When I found out that I was getting assigned to the three parishes in Burkburnett, Iowa Park, and Electra, I was initially excited about the new adventure. Nevertheless, I was sad to have to leave the community in Denton that I came to love for the first two years of my priesthood, especially the Spanish-speaking community that I never in a million years thought I would be so connected! I remembered crying so hard at my last weekend Masses at that parish because I gave them my all with all that I had, and there was a special relationship there.

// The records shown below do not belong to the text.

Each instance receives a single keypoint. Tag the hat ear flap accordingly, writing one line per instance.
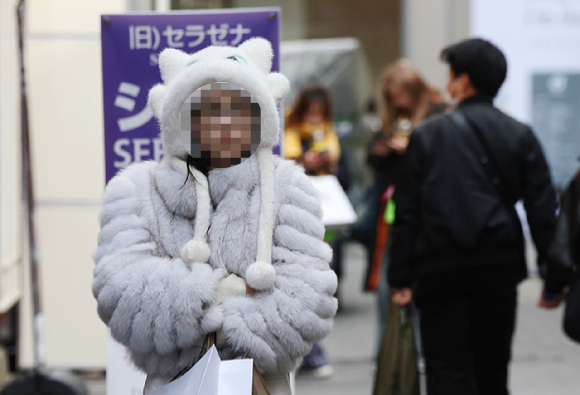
(279, 86)
(155, 99)
(171, 62)
(259, 51)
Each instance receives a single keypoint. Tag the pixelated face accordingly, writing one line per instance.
(221, 124)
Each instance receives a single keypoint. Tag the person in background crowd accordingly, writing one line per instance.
(564, 261)
(457, 237)
(309, 137)
(310, 140)
(404, 101)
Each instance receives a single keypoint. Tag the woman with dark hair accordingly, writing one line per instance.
(309, 137)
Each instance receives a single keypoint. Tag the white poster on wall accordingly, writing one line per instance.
(541, 41)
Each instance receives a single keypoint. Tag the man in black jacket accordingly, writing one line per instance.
(457, 237)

When I actually began the new assignment, the initial joy and welcoming happiness were short-lived as my ministry began to be filled with many stresses from having to learn and dealt with many things on my own. Many days of my first few years, I had many temptations of just letting go and asking the Bishop to go back to where I was. Yet, I knew they were my own personal desires and wants and not of the Lord so I had to learn to stick with His will. I am not going to lie, it was hard and I had many sleepless nights because there were many challenges! Nonetheless, I learned to stick my principles, did what was right and just, grew a thicker skin, and learned to adapt as I am best able. I also learned how to better care for the people and pastorally administer as a parish priest instead of letting the problems myopically dictate my life, especially my pastoral duties and responsibilities to the people. I was given many opportunities to handle different financial challenges, including how to deal with a building project with its numerous strings of fundraising, loan, and payoff matters.

I learned so much during my time there. I came to know and love many people even though it was hard at times. I learned how to slowly form the three parishes more than just places of worship — a home to belong. I often told my communities that they are my home! I really have nowhere and no one else but them! For them, I learned to give my all, to stick with them no matter what, especially to understand that I do not have to like everything and everyone at every moment to love and give my everything to all. I have learned that to be a parish priest is to embrace and love my parishioners no matter what! Hence, as I have said before and will say it now again, I will never let anything comes between the people and will not abandon my flock because Jesus never abandoned us!

The Lord incarnated and became one of us, to live like us in all things, because He loves us. We are loved and are His beloved. Furthermore, we are all one another’s beloved, too. This is why we are members of the one, holy, catholic, and apostolic Church! If we seek His presence in one another and love one another — beyond our likes and wants, differences and limitations — as He has loved us, I think our parish, diocese, nation, the world, and universal Church would be much better.

Simeon and Anna waited faithfully for a long time and were given the chance to meet the Babe who will save the world when they perhaps least expected it. His parents, the Blessed Virgin Mary and St. Joseph, were surprised by what was told of Him even though they were just doing their duties to present the child to the Temple. Nonetheless, in the midst of all of that unexpected but providential pieces coming together, the Heavenly Father smiled upon all who were brought together as His eternally-begotten Son showed Himself to those who sought Him. The Holy Spirit was joyfully working to bring everything and everyone together, especially those who waited, yearning, and seeking the Messiah‘s presence through patient, mindful, and loving awareness.

Over and over again, we are reminded that what we are looking for from God might not what we are expecting at times. What He wants to show us will be much simpler, personal, intimate, heartfelt, and at times, feel more ordinary than what we thought it will be! Nevertheless, if we stay, be faithful and humble, mindful and aware, He will show us what our heart truly desires and seek… that God is with us — He is truly with us — we are not alone — and that He is enough! There is no other way to say this, but our true peace is found in the ability to smile at God and see Him smiles at us.

May the peace of the Lord be with you.